Robert Sumner, Douglas W. Mitchell, III, Kopp, Peavy & Conner, Neal L. Conner, Jr., for appellants.

Schreiber, Rozier & Thomas, C. Edwin Rozier, W. Vincent Settle, III, for appellee.

SMITH, Judge.

Eunice brought suit on a promissory note on which the appellants, Erdmier and three others, were co-makers. A verdict was returned to Eunice and the trial court entered judgment on the verdict and added interest *506 to the amount awarded. The appellants contend the verdict was contrary to the evidence, that the court's charge was erroneous, and that interest was illegally added to the verdict. We disagree and affirm the judgment.

Ray Thornton was proprietor of an enterprise known as the "Pearson Livestock Exchange." He was unable to obtain, on his own financial merits, a required $10,000 bond, so he sought the help of Eunice, who signed along with Thornton as principal on the bond. About one year thereafter, Thornton ran into financial difficulty and issued several checks which were not honored and which, if he could not obtain funds to cover them, would be satisfied from the posted bond. Again, he sought the help of Eunice, who agreed to lend him $10,000 in cash, but only if he could obtain suitable accommodation parties to sign a promissory note in that amount. The appellants signed the note as co-makers, and Eunice gave Thornton $10,000. The note stated that it was for the principal sum of $10,800, payable in one year together with interest thereon from the date of execution at 8 per cent. per annum.

1. The appellants' contention that the evidence did not support the verdict because it showed a lack of consideration is without merit. The evidence showed that Thornton was not legally required to apply the borrowed funds to the account of Pearson Livestock Exchange. Eunice may have stood to lose some money by virtue of the bond he had posted, and application of the loaned funds to the Pearson account may have prevented or forestalled such a loss. Nevertheless, the evidence amply authorized a finding that the benefit Eunice may have received by making the loan was exceeded by the detriment he incurred by parting with the funds for one year. Thus, the evidence did not require a finding of lack of consideration.

2. The trial court's charge to the jury on the several points bearing on the question of possible fraud or misrepresentation was adjusted to the evidence and correctly stated the law. The enumerations directed toward these charges are without merit.

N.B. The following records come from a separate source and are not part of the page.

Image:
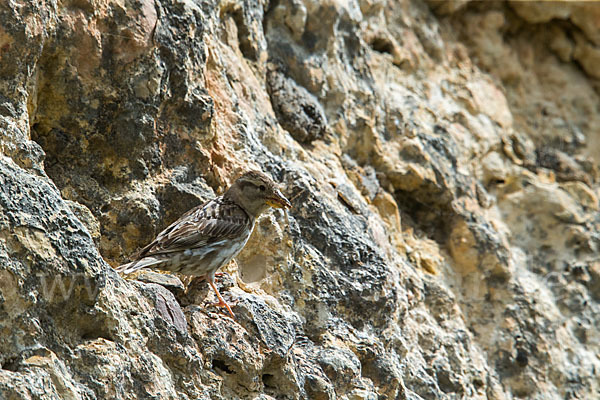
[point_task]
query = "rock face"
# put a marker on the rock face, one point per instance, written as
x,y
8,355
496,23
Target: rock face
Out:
x,y
442,159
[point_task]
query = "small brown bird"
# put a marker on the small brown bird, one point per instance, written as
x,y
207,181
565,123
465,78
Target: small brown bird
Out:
x,y
208,236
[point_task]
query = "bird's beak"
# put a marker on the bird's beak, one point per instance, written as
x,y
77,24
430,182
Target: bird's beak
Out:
x,y
278,201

3. The jury returned a verdict for $10,000, rather than for $10,800 stated as the principal amount on the *507 note. Whether the jury was authorized to vary the face of the note by returning this verdict we need not decide, for neither party has objected to the verdict or raised the issue on appeal or below. Judgment for $10,000 therefore was proper; however, the trial judge was without authority to add interest to that judgment without a direction to do so in the verdict. Jenkins v. Tastee-Freez of Ga., 114 Ga. App. 849 (3) (152 SE2d 909). The entry of an interest judgment here was an impermissible variation of the jury's verdict. Code § 110-301; Fried v. Fried, 208 Ga. 861 (3) (69 SE2d 862). Accordingly, the judgment is affirmed on the condition that Eunice write off the interest award of $4,602.58 within ten days of the date of this judgment. Otherwise, the judgment is reversed.

Judgment affirmed with direction. Bell, C. J., and McMurray, J., concur.